4. Structuring Considerations for Founders

The introduction of multiple voting rights should be considered early and prepared carefully from a legal perspective. Ideally, they are implemented at the time the AG is established, as a shareholders’ resolution to create or issue shares with multiple voting rights requires the consent of all affected shareholders (section 135a (1) sentence 3 AktG). This refers to all shareholders with voting rights; in particular, the consent of holders of preference shares is not required. The resolution must be unanimous.

When structuring multiple voting rights, founders should consider the following points in particular:

  • Determine the voting ratio: How many votes should each multiple-voting share carry? The maximum permitted is ten votes per share (section 135a (1) sentence 2 AktG).
  • Ensure transparency for investors: Clear communication and explanation of the governance structure are essential.
  • Link with other rights: Multiple voting rights may be combined with transfer restrictions (vinkulierung), pooling arrangements, etc.
  • Strategically plan the choice of legal form: Anyone already planning a conversion into an AG in order to become capital-market-ready should factor in multiple voting rights at an early stage.

For listed companies and shares admitted to trading on the open market, the special rules of section 135a (2) AktG apply. For example, multiple voting rights lapse upon transfer of the share and, in any event, no later than ten years after the company’s stock exchange listing.

5. Opportunities and Limitations

As multiple voting rights constitute a separate class of shares, certain measures—particularly capital measures pursuant to sections 182 (2) and 222 (2) AktG—require a separate resolution of this class. In practice, holders of multiple voting rights thus have a veto right over certain measures.

Multiple voting rights are particularly effective in resolutions that do not require a capital majority, such as profit allocation resolutions or the appointment of supervisory board members (and thus indirectly of management board members).

However, it must also be borne in mind that key structural measures require (also) a capital majority.
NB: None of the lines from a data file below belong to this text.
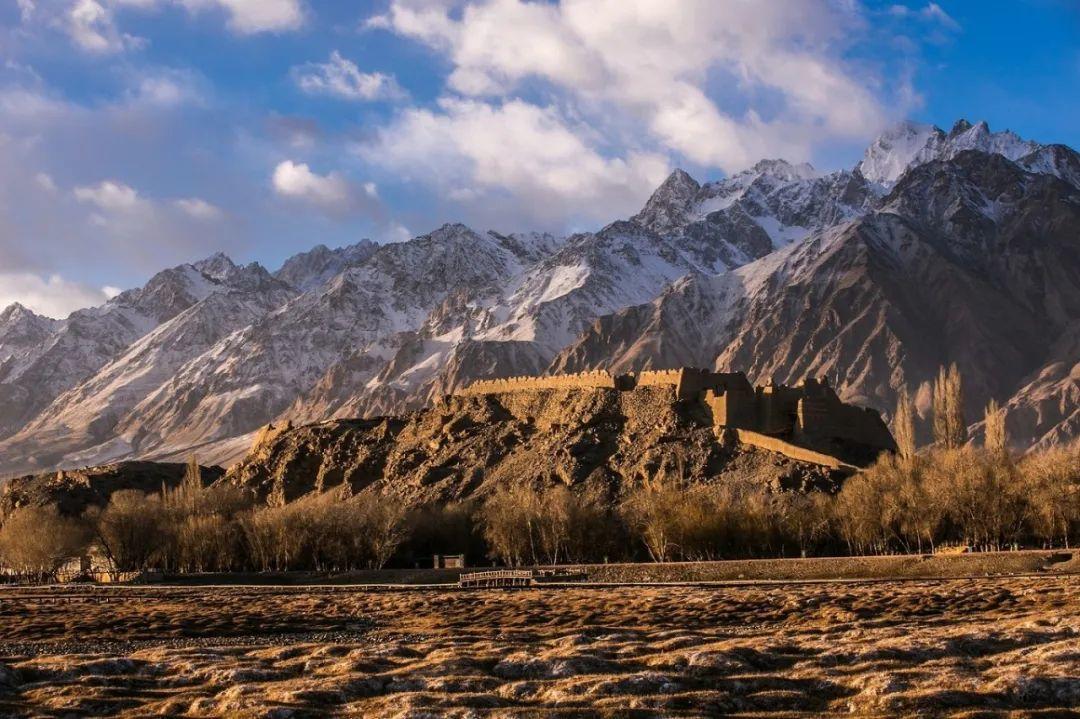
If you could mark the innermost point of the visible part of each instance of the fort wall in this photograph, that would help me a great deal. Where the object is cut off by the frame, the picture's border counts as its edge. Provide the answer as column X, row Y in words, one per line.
column 792, row 450
column 810, row 414
column 592, row 380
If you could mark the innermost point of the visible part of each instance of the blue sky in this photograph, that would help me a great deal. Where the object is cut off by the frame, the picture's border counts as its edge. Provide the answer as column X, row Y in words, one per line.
column 138, row 134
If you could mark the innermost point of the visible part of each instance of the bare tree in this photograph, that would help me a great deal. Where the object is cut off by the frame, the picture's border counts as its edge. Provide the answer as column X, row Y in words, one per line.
column 950, row 430
column 132, row 530
column 35, row 541
column 1051, row 479
column 994, row 425
column 508, row 519
column 651, row 512
column 904, row 424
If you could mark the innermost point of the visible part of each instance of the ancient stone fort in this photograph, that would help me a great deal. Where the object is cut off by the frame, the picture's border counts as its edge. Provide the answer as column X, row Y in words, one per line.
column 775, row 417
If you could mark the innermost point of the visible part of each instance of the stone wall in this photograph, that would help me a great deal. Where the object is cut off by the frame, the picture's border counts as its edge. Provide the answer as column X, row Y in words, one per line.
column 794, row 451
column 596, row 379
column 811, row 412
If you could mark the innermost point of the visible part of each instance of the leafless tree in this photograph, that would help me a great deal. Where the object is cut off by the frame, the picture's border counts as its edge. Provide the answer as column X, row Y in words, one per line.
column 35, row 541
column 904, row 424
column 950, row 430
column 132, row 529
column 994, row 425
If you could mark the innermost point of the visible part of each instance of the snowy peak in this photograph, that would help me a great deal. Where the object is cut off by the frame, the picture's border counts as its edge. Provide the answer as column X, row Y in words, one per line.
column 216, row 267
column 782, row 171
column 964, row 136
column 320, row 265
column 22, row 328
column 670, row 205
column 894, row 151
column 909, row 145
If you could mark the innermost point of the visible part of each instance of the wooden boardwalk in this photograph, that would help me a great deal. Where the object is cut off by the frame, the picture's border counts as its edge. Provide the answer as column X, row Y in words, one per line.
column 497, row 578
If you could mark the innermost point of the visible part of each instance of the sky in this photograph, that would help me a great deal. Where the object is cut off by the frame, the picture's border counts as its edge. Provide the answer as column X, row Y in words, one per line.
column 139, row 134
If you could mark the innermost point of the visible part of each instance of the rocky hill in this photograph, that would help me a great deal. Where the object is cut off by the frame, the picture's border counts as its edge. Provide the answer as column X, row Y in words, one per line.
column 937, row 246
column 462, row 447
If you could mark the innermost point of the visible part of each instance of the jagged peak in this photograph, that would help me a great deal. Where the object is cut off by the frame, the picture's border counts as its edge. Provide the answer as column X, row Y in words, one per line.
column 783, row 170
column 217, row 266
column 962, row 125
column 15, row 309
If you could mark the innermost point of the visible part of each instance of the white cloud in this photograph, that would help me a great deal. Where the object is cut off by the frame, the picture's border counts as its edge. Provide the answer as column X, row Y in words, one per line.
column 474, row 150
column 252, row 16
column 52, row 296
column 341, row 78
column 91, row 26
column 198, row 208
column 652, row 60
column 332, row 192
column 293, row 179
column 110, row 197
column 44, row 180
column 934, row 12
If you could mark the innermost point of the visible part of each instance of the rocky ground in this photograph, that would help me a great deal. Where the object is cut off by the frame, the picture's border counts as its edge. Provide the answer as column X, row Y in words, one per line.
column 974, row 647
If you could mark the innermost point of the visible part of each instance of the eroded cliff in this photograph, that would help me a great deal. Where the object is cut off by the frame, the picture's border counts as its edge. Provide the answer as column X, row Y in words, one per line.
column 598, row 439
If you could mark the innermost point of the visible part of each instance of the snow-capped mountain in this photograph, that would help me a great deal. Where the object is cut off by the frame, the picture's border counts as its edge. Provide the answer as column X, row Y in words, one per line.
column 22, row 330
column 937, row 246
column 320, row 265
column 909, row 145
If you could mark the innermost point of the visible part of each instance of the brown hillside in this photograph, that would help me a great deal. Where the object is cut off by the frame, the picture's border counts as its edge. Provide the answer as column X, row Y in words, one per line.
column 599, row 439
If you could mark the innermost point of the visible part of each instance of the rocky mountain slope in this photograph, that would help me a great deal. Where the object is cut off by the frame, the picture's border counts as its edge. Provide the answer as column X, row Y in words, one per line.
column 937, row 246
column 597, row 441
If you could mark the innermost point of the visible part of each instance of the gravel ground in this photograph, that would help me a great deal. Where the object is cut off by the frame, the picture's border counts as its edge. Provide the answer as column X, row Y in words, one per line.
column 974, row 647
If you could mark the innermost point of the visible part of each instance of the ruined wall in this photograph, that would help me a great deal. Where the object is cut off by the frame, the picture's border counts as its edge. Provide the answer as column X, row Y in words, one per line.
column 596, row 379
column 794, row 451
column 811, row 411
column 270, row 432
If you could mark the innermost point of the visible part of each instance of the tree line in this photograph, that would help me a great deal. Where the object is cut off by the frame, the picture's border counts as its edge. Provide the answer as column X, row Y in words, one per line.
column 917, row 500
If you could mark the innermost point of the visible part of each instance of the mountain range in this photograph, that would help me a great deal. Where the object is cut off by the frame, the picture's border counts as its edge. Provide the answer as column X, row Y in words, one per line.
column 936, row 247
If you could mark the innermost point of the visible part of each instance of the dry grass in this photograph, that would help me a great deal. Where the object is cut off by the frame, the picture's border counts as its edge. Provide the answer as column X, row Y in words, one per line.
column 944, row 647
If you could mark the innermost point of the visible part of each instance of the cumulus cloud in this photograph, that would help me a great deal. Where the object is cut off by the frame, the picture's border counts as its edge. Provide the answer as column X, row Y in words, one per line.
column 52, row 296
column 110, row 197
column 92, row 24
column 91, row 27
column 331, row 192
column 199, row 208
column 252, row 16
column 653, row 59
column 931, row 12
column 474, row 150
column 341, row 78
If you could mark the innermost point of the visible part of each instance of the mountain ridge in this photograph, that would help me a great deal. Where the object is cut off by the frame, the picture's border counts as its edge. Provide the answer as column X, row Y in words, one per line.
column 713, row 274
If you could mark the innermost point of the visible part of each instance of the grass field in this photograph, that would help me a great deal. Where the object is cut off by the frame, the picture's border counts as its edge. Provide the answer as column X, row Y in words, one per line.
column 1006, row 646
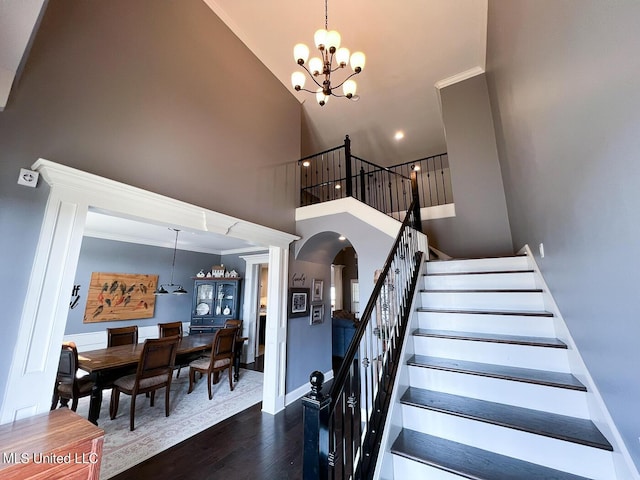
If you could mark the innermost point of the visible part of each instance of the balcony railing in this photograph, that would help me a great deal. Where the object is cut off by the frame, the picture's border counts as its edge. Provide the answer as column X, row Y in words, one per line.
column 336, row 173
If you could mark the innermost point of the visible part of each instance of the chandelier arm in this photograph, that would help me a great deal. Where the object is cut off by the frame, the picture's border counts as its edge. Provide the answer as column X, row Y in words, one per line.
column 312, row 78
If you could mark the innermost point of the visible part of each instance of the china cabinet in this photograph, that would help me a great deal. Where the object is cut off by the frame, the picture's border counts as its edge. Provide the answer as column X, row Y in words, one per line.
column 214, row 301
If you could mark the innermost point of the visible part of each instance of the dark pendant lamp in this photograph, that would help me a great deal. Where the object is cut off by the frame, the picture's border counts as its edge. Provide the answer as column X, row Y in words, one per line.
column 172, row 288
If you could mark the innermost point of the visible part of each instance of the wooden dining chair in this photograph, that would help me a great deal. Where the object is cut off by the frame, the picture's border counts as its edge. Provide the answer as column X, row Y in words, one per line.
column 155, row 371
column 122, row 336
column 221, row 358
column 68, row 386
column 171, row 329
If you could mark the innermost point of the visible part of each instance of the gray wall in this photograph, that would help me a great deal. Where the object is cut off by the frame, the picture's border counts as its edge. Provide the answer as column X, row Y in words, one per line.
column 98, row 255
column 313, row 255
column 158, row 94
column 563, row 78
column 481, row 224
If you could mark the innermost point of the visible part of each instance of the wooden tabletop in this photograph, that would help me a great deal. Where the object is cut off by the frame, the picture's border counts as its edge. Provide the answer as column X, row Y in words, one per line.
column 124, row 355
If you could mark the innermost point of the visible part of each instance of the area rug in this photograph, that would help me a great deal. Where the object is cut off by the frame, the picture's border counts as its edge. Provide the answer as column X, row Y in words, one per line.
column 189, row 414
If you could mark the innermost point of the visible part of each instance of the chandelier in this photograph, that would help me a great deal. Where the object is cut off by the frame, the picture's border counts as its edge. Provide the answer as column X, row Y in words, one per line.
column 175, row 289
column 321, row 68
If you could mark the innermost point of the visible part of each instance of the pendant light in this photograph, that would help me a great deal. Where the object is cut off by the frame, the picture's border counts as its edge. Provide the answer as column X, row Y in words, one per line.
column 173, row 288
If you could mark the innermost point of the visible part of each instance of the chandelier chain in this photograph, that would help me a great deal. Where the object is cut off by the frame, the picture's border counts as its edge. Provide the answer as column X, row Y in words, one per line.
column 326, row 14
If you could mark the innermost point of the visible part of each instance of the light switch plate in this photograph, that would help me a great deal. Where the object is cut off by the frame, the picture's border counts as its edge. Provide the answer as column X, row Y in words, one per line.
column 28, row 178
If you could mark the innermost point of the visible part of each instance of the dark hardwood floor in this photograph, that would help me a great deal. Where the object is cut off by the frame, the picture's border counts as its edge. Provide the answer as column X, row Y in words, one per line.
column 250, row 445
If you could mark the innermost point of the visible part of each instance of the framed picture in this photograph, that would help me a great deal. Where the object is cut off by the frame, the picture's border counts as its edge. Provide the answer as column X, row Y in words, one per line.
column 317, row 286
column 298, row 302
column 317, row 314
column 120, row 296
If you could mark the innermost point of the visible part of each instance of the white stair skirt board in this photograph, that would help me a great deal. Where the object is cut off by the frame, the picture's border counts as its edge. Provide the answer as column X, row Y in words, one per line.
column 463, row 300
column 502, row 280
column 403, row 468
column 524, row 356
column 566, row 456
column 490, row 313
column 503, row 324
column 519, row 262
column 563, row 401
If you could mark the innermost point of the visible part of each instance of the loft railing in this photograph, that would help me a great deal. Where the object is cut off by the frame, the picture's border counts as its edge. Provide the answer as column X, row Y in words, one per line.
column 433, row 178
column 336, row 173
column 343, row 430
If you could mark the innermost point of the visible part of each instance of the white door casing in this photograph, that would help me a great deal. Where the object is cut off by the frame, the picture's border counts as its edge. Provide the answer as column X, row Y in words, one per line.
column 35, row 359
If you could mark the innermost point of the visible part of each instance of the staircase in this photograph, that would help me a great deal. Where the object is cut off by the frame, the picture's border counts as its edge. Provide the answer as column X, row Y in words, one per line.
column 487, row 391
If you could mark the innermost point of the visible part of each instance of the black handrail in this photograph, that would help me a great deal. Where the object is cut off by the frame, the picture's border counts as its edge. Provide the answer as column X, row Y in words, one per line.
column 343, row 430
column 336, row 173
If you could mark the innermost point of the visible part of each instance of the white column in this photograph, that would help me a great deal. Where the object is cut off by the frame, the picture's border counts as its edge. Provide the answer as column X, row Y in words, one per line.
column 34, row 365
column 275, row 360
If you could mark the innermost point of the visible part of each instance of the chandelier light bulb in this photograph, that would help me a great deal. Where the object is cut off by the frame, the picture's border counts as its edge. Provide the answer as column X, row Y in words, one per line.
column 321, row 98
column 321, row 68
column 320, row 38
column 349, row 88
column 315, row 66
column 297, row 80
column 342, row 56
column 301, row 53
column 357, row 62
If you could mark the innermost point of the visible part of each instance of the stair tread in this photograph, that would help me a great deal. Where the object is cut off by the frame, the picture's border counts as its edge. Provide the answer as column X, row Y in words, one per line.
column 492, row 272
column 526, row 313
column 562, row 427
column 481, row 290
column 518, row 374
column 470, row 462
column 454, row 259
column 491, row 337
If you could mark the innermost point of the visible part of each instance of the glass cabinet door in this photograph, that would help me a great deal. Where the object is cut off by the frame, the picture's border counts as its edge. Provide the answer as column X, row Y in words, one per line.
column 225, row 299
column 204, row 299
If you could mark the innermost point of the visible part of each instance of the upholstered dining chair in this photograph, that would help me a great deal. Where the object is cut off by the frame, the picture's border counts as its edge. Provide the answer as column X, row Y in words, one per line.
column 122, row 336
column 171, row 329
column 221, row 358
column 68, row 386
column 155, row 371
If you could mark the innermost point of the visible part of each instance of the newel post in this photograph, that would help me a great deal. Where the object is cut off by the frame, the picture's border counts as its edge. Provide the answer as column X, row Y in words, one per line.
column 416, row 201
column 347, row 166
column 315, row 410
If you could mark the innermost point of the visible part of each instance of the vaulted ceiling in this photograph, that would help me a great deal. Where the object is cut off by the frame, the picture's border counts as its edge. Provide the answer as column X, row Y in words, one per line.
column 411, row 46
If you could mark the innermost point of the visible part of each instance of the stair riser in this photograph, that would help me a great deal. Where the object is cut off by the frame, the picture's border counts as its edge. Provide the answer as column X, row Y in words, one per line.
column 518, row 301
column 521, row 394
column 480, row 281
column 540, row 358
column 561, row 455
column 404, row 468
column 479, row 265
column 500, row 324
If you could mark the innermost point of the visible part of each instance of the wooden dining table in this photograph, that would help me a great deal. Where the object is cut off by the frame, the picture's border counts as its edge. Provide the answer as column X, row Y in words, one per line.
column 107, row 364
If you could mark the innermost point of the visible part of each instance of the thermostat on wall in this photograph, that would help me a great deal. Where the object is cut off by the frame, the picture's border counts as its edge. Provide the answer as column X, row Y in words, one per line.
column 28, row 178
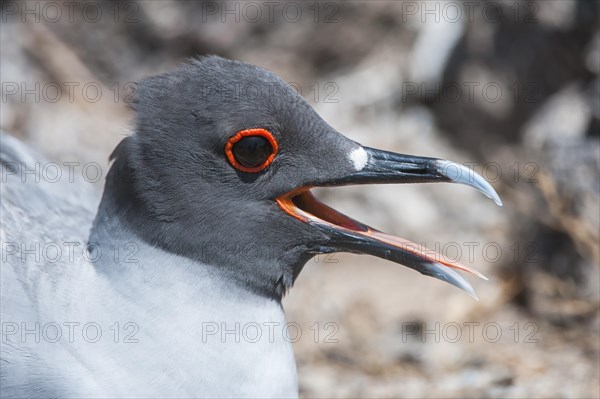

Moreover, when appointing a special auditor or statutory auditor, multiple-voting shares carry only one vote (section 135a (4) in conjunction with section 119 (1) no. 5 and section 142 (1) AktG).

Multiple voting rights can therefore help protect against unwanted changes to the company, but they do not create governance power against the will of the capital majority.

6. Conclusion: Strategically Safeguarding Control

Multiple voting rights are not a cure-all—but they are a powerful tool. They allow founders to retain entrepreneurial control even where the cap table might suggest otherwise at first glance.

Those who choose the right legal form early on and structure the articles of association carefully can strategically prepare for later growth phases through multiple voting rights. For founders who wish to stay true to their vision and lead the company in the long term, this is well worth considering.

Recommendation: In the context of the next financing round or a planned conversion, founders should assess whether—and in what form—multiple voting rights may constitute an appropriate governance instrument for their company.